What's wrong with the following go code that I receive 'all goroutines are asleep - deadlock!'

Question

I'm trying to implement an Observer Pattern suggested here; Observer pattern in Go language

(the code listed above doesn't compile and is incomplete). Here, is a complete code that compiles but I get deadlock error.

package main

import (
    "fmt"
)

type Publisher struct{
    listeners []chan int
}

type Subscriber struct{
    Channel chan int
    Name string
}

func (p *Publisher) Sub(c chan int){
    p.listeners = append(p.listeners, c)
}

func (p *Publisher) Pub(m int, quit chan int){
    for _, c := range p.listeners{
        c <- m
    }
    quit <- 0
}

func (s *Subscriber) ListenOnChannel(){
    data := <-s.Channel
    fmt.Printf("Name: %v; Data: %v\n", s.Name, data)            
}

func main() {
    quit := make(chan int)
    p := &Publisher{}
    subscribers := []*Subscriber{&Subscriber{Channel: make(chan int), Name: "1"}, &Subscriber{Channel: make(chan int), Name: "2"}, &Subscriber{Channel: make(chan int), Name: "3"}}
    for _, v := range subscribers{
        p.Sub(v.Channel)
        go v.ListenOnChannel() 
    }

    p.Pub(2, quit)

    <-quit              
}

Also, if I get rid of 'quit' completely, I get no error but it only prints first record.

Answer 1

The problem is that you're sending to quit on the same goroutine that's receiving from quit.
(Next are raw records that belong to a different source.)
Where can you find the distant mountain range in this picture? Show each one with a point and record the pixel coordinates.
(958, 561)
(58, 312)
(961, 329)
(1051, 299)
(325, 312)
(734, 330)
quit has a buffer size of 0, which means that in order to proceed there has to be a sender on one side and a receiver on the other at the same time. You're sending, but no one's on the other end, so you wait forever. In this particular case the Go runtime is able to detect the problem and panic.

The reason only the first value is printed when you remove quit is that your main goroutine is exiting before your remaining two are able to print.
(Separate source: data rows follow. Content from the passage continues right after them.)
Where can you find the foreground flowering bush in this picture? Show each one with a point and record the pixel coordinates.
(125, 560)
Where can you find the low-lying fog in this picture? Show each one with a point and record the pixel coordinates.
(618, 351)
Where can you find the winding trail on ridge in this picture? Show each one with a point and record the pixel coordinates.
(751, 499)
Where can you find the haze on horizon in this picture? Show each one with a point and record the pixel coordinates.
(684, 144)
Do not just increase channel buffer sizes to get rid of problems like this. It can help (although in this case it doesn't), but it only covers up the problem and doesn't truly fix the underlying cause. Increasing a channel's buffer size is strictly an optimization. In fact, it's usually better to develop with no buffer because it makes concurrency problems more obvious.
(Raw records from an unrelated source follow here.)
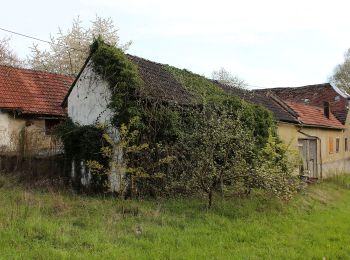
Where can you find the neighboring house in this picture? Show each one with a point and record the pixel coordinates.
(30, 106)
(322, 133)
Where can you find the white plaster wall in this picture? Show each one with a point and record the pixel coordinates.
(87, 105)
(4, 130)
(89, 98)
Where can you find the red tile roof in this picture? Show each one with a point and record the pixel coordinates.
(33, 92)
(314, 116)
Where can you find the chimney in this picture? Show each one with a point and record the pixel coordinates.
(327, 109)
There are two ways to fix the problem:

• Keep quit, but send 0 on it in each goroutine inside ListenOnChannel. In main, make sure you receive a value from each goroutine before moving on. (In this case, you'll wait for three values.)
• Use a WaitGroup. There's a good example of how it works in the documentation.

Answer 2

In general this looks good, but there is one problem. Remember that channels are either buffered or unbuffered (synchronous or asynchronous). When you send to an unbuffered channel or to a channel with a full buffer the sender will block until the data has been removed from the channel by a receiver.

So with that, I'll ask a question or two of my own:

1. Is the quit channel synchronous or asynchronous?
2. What happens in Pub when execution hits quit<-0?

One solution that fixes your problem and allows the code to run is to change the second-to-last code line to be go p.Pub(2, quit). But there is another solution. Can you see what it is?

I don't actually get the same behavior you do if I remove <-quit from the original code. And this should not affect the output because as it is written that line is never executed.